Transparency and Visibility
Four or five months ago I purchased a GPS tracking unit for a 24-hour rally I was going to participate in. I’ve since included it on any ride over two or three hours because my little SPOT Satellite GPS Messenger not only allows me to send out an emergency message via satellite should I ever get in trouble (a feature I hope I never need to use), it also allows me to send a pre-determined message to my wife’s email along with a text message whenever I feel the urge to press the “send” button. Although my pre-determined message is simple, “I’m just checking in. Doing good and having fun” along with a Google map display and GPS coordinates of where I am, it gives my wife the peace of mind to know that I’m not dead along the side of the road somewhere. Had I known something this simple would have relieved so much stress for her, I’d have purchased one long ago. And, the fact that I’m a gadget nerd and enjoy the technology associated with such things doesn’t hurt either.
I’ve also noticed that something as simple as a little transparency or visibility seems to provide a lot of benefit in the workplace too. Over the years, I’ve come to attach my own definitions to the two words and will share them here. Although many people use the two terms interchangeably, I attach a subtle difference to the definition:
- Visibility: When most people talk about visibility, they’re talking about top down visibility into the work. Business leaders want visibility because they need to validate that the decisions made in the board room or chief executive’s office are what’s being executed by the workforce. This is visibility.
- Transparency: When the workforce has visibility into how decisions are being made, what those decisions are, and how that impacts the work, I call that transparency. Transparency is all about giving the workforce insight into why they’re doing what they’re doing.
My little SPOT gives my wife visibility into where I am and my condition—hopefully by now she already knows “why” I’m out there. In this case, she experiences the benefits of both transparency and visibility (we don’t need to get into a discussion about who takes the role of CEO in my family).
As important as visibility can be to inform decisions, if it’s used as a whip to punish employees or compel performance, you won’t have it for very long. The nature of old-school command-and-control leadership models make true visibility a pipe dream as employees will make sure the boss sees what they think he or she wants to see, instead of what they need to see. They might even make sure they don’t see anything. For example, if my wife was cranky about where I was going and what I was doing, I would simply stop sending her the update messages or turn the SPOT off—it’s that easy for your employees too.

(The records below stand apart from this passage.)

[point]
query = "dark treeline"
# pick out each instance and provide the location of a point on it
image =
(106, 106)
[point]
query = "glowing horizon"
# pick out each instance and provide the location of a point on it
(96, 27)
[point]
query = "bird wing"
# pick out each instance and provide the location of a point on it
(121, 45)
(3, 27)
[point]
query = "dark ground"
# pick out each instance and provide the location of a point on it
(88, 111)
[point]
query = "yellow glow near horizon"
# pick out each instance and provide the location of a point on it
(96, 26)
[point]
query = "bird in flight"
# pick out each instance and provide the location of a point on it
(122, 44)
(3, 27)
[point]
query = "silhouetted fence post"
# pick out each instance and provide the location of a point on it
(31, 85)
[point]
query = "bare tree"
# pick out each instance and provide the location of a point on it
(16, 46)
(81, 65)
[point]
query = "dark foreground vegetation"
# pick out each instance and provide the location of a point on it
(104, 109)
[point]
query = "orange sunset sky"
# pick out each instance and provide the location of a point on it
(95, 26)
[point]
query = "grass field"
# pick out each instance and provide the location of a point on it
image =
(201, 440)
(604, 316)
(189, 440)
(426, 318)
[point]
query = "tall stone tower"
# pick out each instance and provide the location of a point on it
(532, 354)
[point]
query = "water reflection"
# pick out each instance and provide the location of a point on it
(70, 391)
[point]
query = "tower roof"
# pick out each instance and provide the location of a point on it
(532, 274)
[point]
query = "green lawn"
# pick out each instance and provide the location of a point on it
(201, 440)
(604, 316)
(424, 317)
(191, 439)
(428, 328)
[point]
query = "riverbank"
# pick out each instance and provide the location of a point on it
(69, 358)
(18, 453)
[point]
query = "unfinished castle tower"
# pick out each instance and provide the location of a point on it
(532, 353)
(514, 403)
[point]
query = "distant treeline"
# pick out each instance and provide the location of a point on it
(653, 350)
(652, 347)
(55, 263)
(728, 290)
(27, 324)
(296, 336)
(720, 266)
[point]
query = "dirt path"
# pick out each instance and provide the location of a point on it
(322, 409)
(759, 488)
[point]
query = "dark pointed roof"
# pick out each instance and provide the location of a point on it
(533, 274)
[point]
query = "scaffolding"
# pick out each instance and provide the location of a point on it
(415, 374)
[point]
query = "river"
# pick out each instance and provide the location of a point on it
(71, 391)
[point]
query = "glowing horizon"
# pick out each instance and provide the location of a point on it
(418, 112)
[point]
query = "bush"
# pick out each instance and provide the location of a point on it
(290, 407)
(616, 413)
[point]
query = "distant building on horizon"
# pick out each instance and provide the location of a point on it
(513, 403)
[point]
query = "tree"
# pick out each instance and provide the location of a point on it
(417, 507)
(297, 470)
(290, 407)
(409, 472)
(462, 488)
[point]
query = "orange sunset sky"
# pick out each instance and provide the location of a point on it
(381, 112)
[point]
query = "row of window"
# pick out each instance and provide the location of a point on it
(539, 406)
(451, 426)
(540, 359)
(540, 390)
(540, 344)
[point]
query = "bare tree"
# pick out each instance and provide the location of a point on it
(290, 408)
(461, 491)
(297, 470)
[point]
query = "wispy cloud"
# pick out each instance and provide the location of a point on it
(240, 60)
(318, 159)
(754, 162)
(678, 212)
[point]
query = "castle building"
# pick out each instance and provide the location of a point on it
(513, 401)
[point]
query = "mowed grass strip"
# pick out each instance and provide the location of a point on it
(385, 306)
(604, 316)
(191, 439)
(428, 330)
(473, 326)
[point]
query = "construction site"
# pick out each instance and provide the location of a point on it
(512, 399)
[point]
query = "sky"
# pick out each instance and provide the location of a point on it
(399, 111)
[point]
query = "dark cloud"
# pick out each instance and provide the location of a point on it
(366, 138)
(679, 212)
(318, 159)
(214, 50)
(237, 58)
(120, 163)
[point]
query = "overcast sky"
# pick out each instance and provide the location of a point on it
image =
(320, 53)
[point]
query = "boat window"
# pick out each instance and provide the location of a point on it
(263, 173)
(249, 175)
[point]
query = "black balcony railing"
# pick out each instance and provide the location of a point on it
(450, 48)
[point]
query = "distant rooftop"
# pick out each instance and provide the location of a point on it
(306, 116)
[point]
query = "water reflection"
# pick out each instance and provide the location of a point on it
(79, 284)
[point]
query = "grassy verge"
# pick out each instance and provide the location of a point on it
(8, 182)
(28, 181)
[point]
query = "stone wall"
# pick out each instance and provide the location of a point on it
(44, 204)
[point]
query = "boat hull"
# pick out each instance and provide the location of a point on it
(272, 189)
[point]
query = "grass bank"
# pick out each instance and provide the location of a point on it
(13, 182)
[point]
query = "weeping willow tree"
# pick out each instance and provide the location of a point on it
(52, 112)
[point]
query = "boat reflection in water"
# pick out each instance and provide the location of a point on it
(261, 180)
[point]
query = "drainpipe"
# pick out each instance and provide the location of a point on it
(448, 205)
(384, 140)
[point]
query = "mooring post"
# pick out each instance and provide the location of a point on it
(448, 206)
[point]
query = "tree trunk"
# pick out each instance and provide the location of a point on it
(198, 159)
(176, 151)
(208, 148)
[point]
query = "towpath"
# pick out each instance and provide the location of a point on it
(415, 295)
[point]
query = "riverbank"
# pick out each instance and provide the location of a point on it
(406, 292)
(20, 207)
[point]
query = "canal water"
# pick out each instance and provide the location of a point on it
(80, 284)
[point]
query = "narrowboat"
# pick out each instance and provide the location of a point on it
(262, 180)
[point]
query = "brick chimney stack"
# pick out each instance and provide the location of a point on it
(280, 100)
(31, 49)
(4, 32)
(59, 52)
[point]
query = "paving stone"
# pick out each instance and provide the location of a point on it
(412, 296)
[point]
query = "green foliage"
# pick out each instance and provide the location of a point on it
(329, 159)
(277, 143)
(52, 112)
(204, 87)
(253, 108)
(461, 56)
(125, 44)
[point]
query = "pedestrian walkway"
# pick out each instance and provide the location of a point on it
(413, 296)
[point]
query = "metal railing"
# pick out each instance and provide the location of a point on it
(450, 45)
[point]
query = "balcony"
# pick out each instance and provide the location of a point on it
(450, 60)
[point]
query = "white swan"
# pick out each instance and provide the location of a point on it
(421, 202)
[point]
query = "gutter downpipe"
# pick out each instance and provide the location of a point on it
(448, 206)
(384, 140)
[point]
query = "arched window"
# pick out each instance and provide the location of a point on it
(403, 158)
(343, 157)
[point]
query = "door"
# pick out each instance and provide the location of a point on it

Employees don’t mind giving the boss visibility when they know it will be used to make better decisions and solve problems early, before they get out of control. But when it becomes a whip, nobody is too anxious to cooperate.
In my opinion, transparency is where business leaders have a real opportunity to impact the workforce. When people understand the “why” behind what they’re doing, leaders have an opportunity to inspire buy-in and motivate employees to step up and perform at a higher level. When employees are motivated by a worthwhile mission and vision (transparency), we get their best work. “Because I told you so” has never been a good motivator.
Many companies spend a lot of money trying to ensure they have visibility into what’s happening in the workplace. They purchase software tools that monitor employee output, keep track of metrics, and create informative reports and dashboards. These tools are important, but without transparency into the decision-making process, I question whether or not anyone will ever have real visibility—regardless of the tools you choose to use.
What are you doing to get visibility into the work your workforce does? How do you facilitate a transparent work environment?